Le 13 novembre pour mémoire

13_11 AUTOPSIE D_UN ATTENTAT C1C4 BICHRO OK2.indd13/11, reconstitution d’un attentat – Paris 13 novembre 2015, Anne Giudicelli (scénario), Luc Brahy (dessin). Editions Delcourt, 128 pages, 14,50 euros.

En matière de terrorisme, Manuel Valls avait cru bon d’estimer qu' »expliquer, c’est déjà vouloir un peu excuser« . Ce petit ouvrage en apporte pourtant un clair démenti. Paraissant fort à propos un an après les attaques à Paris, du Stade de France au Bataclan, ce « documentaire en BD » n’excuse rien – et il décrit même des fusillades d’une inhumanité glaçante. Mais il explique très bien l’enchaînement des faits qui ont amené à cette nuit tragique…

Conçu et mis en images comme un vrai thriller – ou un thriller « vrai » – 13/11 s’attache à la période entre le 10 septembre et le 18 novembre 2015 ; entre la décision de François Hollande d’autoriser des frappes « ciblées » (ou pensées comme telle) contre des terroristes français de Daech en Syrie et l’assaut du RAID contre « l’appartement conspiratif » à Saint-Denis, loué par le fameux Jawad Bendaoud aux derniers rescapés des attentats-suicide.

L’album décrit en détails la mise en la place de l’opération, entre la Syrie et la Belgique, l’arrivée des différents terroristes sur place, dans la logique chronologique des faits, au jour le jour, voire même heure par heure lors de la soirée du 13 novembre.
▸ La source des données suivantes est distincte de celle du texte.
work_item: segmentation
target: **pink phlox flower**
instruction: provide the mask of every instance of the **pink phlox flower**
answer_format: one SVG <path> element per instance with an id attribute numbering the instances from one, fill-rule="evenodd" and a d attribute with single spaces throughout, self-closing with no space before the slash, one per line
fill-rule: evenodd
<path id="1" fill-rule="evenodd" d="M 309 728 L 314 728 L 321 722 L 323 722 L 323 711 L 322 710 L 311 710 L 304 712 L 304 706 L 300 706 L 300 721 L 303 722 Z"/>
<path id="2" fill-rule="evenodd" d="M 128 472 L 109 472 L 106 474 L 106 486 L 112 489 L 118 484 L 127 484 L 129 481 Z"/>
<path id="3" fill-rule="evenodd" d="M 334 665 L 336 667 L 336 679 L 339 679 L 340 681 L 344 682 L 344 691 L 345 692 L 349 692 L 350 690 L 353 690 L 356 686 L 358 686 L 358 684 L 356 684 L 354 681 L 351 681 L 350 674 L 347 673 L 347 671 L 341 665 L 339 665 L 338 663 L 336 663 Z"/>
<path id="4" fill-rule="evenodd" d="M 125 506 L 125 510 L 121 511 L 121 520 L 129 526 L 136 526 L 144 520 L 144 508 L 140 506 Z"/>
Basé – dixit le communiqué de presse – par le « croisement d’éléments d’enquête émanant des services judiciaire et policier, des témoignages recueillis auprès des survivants et des proches, et des confidences exclusives recueillies par la scénariste, Anne Giudicelli (responsable d’une société de conseil en intelligence stratégique, spécialiste du monde arabe) auprès des services de renseignement français et étrangers« , le récit plonge en effet au coeur de l’action. Avec un effet split screen, donnant à voir simultanément les différents points de vue.

capture-decran-2016-11-10-a-18-21-33Le dessin réaliste de Luc Brahy, en noir et blanc rehaussé de gris à l’aquarelle accentue l’aspect documentaire « historique » de l’ensemble, tout en étant totalement haletant. Les personnages sont très bien saisis (et c’est un petit exploit) et les séquences de fusillades des terrasses des bars parisiens sont à la limite du soutenable.

Le choix de décrire une période courte – deux mois – limite forcément la mise en perspective générale. Et, de fait, il vaut mieux connaître les grandes lignes du conflit en Syrie et les débats stratégiques qu’il a entraîné (notamment dans les rapports avec Bachar El Assad) pour ne pas parfois être perdus. Mais ce livre témoigne bien pour mémoire, comme seule une bande dessinée pouvait le faire de ces jours tragiques. En reconstituant  en dessins ce qui ne pourra jamais être montré: à l’intérieur de l’appartement de Saint-Denis ou dans le PC d’Abou Souleiman Al-Firansi, l’organisateur des attentats de Paris, à Alep.
Et au-delà de la reconstitution des faits, Anne Guidicelli et Luc Brahy affirment aussi leur parti-pris et une analyse qui ne devrait pas, non plus, faire plaisir au Premier ministre.
A savoir le lien évident – du moins dans la tête des assaillants entre la terreur qu’ils entendent implanter en France et les bombardements occidentaux sur la Syrie.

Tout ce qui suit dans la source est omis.